You can't go wrong with these books as souvenirs for yourself or as gifts for a true food lover. Unlike some of the other Icelandic cookbooks I looked at, they are purely about the food, and are representative of what Icelanders really eat. You will not find fermented shark in there, nor sheep's heads or pressed sheep's testicles, but some of the old traditional food is in there, like smoked lamb (only how to cook it, not how to smoke it) blood pudding and halibut soup with prunes.

Cool Cuisine is 147 pages long and has some 92 recipes, more if you count separately the dishes that come with recipes for side dishes.

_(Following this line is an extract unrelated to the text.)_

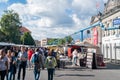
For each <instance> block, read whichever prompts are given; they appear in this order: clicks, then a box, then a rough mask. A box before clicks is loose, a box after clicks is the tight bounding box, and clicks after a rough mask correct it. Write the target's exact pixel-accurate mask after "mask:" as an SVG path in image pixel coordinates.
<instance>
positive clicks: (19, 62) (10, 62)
mask: <svg viewBox="0 0 120 80" xmlns="http://www.w3.org/2000/svg"><path fill="white" fill-rule="evenodd" d="M56 67H57V68H58V69H59V68H60V50H59V49H56V50H54V49H52V50H51V49H47V48H26V47H24V46H22V47H20V48H19V49H18V48H15V47H13V48H11V49H7V50H6V49H4V48H2V49H0V80H4V79H6V80H16V79H17V80H25V75H26V68H28V70H31V69H32V70H33V73H34V80H39V77H40V72H41V69H44V68H47V71H48V80H53V75H54V74H55V68H56ZM21 71H23V72H22V76H21ZM15 75H17V77H16V76H15Z"/></svg>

Cool Dishes is 72 pages and the recipes number 42. All the recipes in this book are found in the other, and all of what I would call the 'necessary' recipes are in this one.

Verdict:
Of the Icelandic cookbooks I have been looking at, these two are definitely the best buys if you are looking for nice foodie coffee table books that are still useful as cookbooks.

Cost:
I checked the prices in the Penninn book store, which are representative of the prices you can expect to pay for these books. They may cost more in tourist shops.

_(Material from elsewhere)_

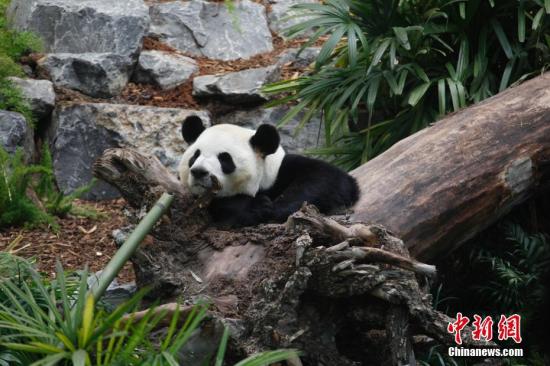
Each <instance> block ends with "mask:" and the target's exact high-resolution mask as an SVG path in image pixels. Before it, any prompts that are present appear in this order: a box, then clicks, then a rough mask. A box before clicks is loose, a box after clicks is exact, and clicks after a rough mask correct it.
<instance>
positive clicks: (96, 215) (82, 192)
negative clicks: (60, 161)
mask: <svg viewBox="0 0 550 366" xmlns="http://www.w3.org/2000/svg"><path fill="white" fill-rule="evenodd" d="M40 166H41V167H42V168H44V171H43V173H42V174H41V175H40V178H39V179H38V182H37V184H36V186H35V190H36V193H37V195H38V197H40V200H41V201H42V203H43V204H44V206H45V208H46V210H47V212H48V213H49V214H51V215H54V216H58V217H65V216H66V215H67V214H69V213H72V214H75V215H79V216H94V215H95V216H97V214H96V213H94V212H93V211H91V210H90V209H84V210H83V209H77V207H76V206H75V205H74V204H73V202H74V200H75V199H77V198H79V197H80V196H82V195H83V194H84V193H86V192H89V191H90V189H91V188H92V187H93V185H94V184H95V180H93V179H92V181H91V182H90V183H89V184H87V185H85V186H83V187H80V188H78V189H76V190H75V191H74V192H72V193H70V194H68V195H65V194H63V192H60V191H59V190H58V189H57V186H56V184H55V177H54V175H53V162H52V155H51V153H50V149H49V148H48V146H47V144H45V145H44V146H43V147H42V161H41V162H40ZM81 208H82V207H81Z"/></svg>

As of the time of writing Cool Cuisine costs 2290 kr. and Cool Dishes costs 920 kr.

Practical information:
All the measurements in the books are in metric, including the teaspoons and tablespoons, and the temperatures are given in centigrade (Celcius).

5 comments:

Kristen's Raw said...

I love great photos of food :)

Kristen's Raw

Bibliophile said...

Than I'm sure you would like these books.

Isabel said...

I would like to either find a source for Surmjolk in the US or a way to make it at home.

Thanks!

Bibliophile said...

Isabel, try kefir. It is soured with a similar bacteria culture as súrmjólk. I haven't tasted it myself, but it's what Icelanders abroad buy when they start to crave súrmjólk, so it must taste similar.

tan said...

hi,i just came back from my icelandic holiday. i'm glad to mention that i got hold of cool cuisine while i was there. i thought the recipes are easy to follow and get. not to forget, authentic too!!